Man there is a lot of rhetoric in this I do not find convincing. Humans being concerned with overpopulation of human-propagated species isn't hypocrisy, it's actually taking responsibility for an effect of our own invasiveness. And bringing in the explicit comparison to genocide is way more potentially offensive than it is helpful.

Whether attempts to remove "invasive species" actually work in most cases though I'm not sure of.
posted by atoxyl at 12:38 PM on October 20, 2016 [3 favorites]


Yes, my point was that his rhetoric is over the top, but the articles at the links provide some answers. I'm not just going to gank all his links without crediting him.

Also, I don't want to do the work of ganking all his links when I know nobody's going to read them.
posted by ernielundquist at 7:55 PM on October 20, 2016


My (Mexican*) neighborhood has a larger population of free-roaming cats than the majority of Chicago and far far fewer rats. Fewer rats than poor neighborhoods, fewer rats than rich neighborhoods, far far fewer rats than "up-and-coming" neighborhoods where the constant development and construction leaves plenty of safe, empty structures for rats to nest and camp out all night.
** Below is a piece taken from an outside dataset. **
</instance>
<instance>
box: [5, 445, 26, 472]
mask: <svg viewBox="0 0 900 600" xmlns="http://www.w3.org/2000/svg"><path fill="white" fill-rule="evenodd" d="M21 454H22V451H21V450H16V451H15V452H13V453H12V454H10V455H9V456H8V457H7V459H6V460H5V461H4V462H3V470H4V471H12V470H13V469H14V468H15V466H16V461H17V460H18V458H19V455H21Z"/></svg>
One of my neighbors, a sweet toothless lady, takes care of four Trap Neuter Release cats who can sense her car coming before she even opens up the door, and bound up happily onto her porch where she sings to them and pours out some food. Three of them are named Pinky and one is named Mamacita Bonita. I've never heard them scrapping. They're obviously not rutting. I see less than 10 rats a year while biking through the alleys of my neighborhood, which like I said has a higher-than-normal not-at-any-kind-of-nuisance-levels, strays, TNR's, and indoor-outdoor cats. I cannot see any kind of a problem.
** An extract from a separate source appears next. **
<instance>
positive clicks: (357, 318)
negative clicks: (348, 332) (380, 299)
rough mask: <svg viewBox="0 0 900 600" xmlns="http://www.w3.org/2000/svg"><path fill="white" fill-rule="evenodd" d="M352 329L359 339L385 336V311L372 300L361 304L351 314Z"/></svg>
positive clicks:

*do urban white people not do indoor-outdoor cats? I grew up in a different part of Chicago with cats that were born under our porch. We took them in as kittens and let them go outside when they wanted to go out. Whenever I tell white friends this they act like I'm insane.
posted by elr at 12:21 PM on October 21, 2016 [1 favorite]
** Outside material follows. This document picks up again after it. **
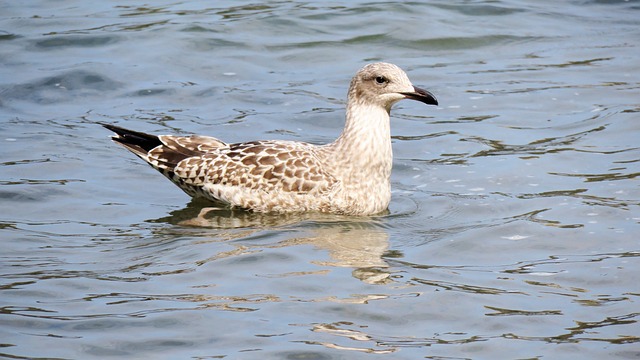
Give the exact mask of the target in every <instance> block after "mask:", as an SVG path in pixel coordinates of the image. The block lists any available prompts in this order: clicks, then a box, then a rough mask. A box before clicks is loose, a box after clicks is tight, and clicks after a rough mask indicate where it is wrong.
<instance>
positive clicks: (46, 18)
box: [0, 0, 640, 359]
Addendum: my neighborhood with all its cats *seems* to have the same number and variety of birds, raccoons, squirrels, and opposum as any other similar neighborhood in Chicago (not close to the lake, not close to any wooded areas) but this is just an observation, not in any way scientific.
posted by elr at 12:31 PM on October 21, 2016


*do urban white people not do indoor-outdoor cats? I grew up in a different part of Chicago with cats that were born under our porch. We took them in as kittens and let them go outside when they wanted to go out. Whenever I tell white friends this they act like I'm insane.

We had indoor/outdoor cats in the semi-country (houses less than a mile apart) and one in a suburb (houses a few feet apart) but by the time I adopted my cats ~20 years ago one came with a requirement she be indoor only, and the stories about cats being hit by cars was rising. The cat who I didn't agree to keep indoors was a total scaredy cat, and in my last place the landlord wasn't comfortable with even a very limited (he mostly stayed in my front yard) roaming cat. Where I live now they have to be indoors only.

I think it's a function of changes in laws driven by a desire to protect animals named as pets and restrict their roaming. One could see it as a side effect of increases in density and vehicles as well - I'm surrounded by roads covered in cars now, and I wouldn't let him be an outdoor cat for his own safety, whereas where I started was on a much quieter road and my cat there had a whole routine where she visited people and buses.

It could also be a question of class distinctions as well; my mom was solidly country and imparted a bunch of that to me even though I mostly lived in the suburbs, so animals were much more likely to be viewed as "working". My experience with people who had more money and/or were more distanced from the country is that they tend to view animals as more decorative or members of the family and apply more human-like ethics to them, which comes with it's own slew of problems.
posted by Deoridhe at 3:44 PM on October 21, 2016 [3 favorites]


Indoor/outdoor cats have much shorter lifespans than indoor only cats.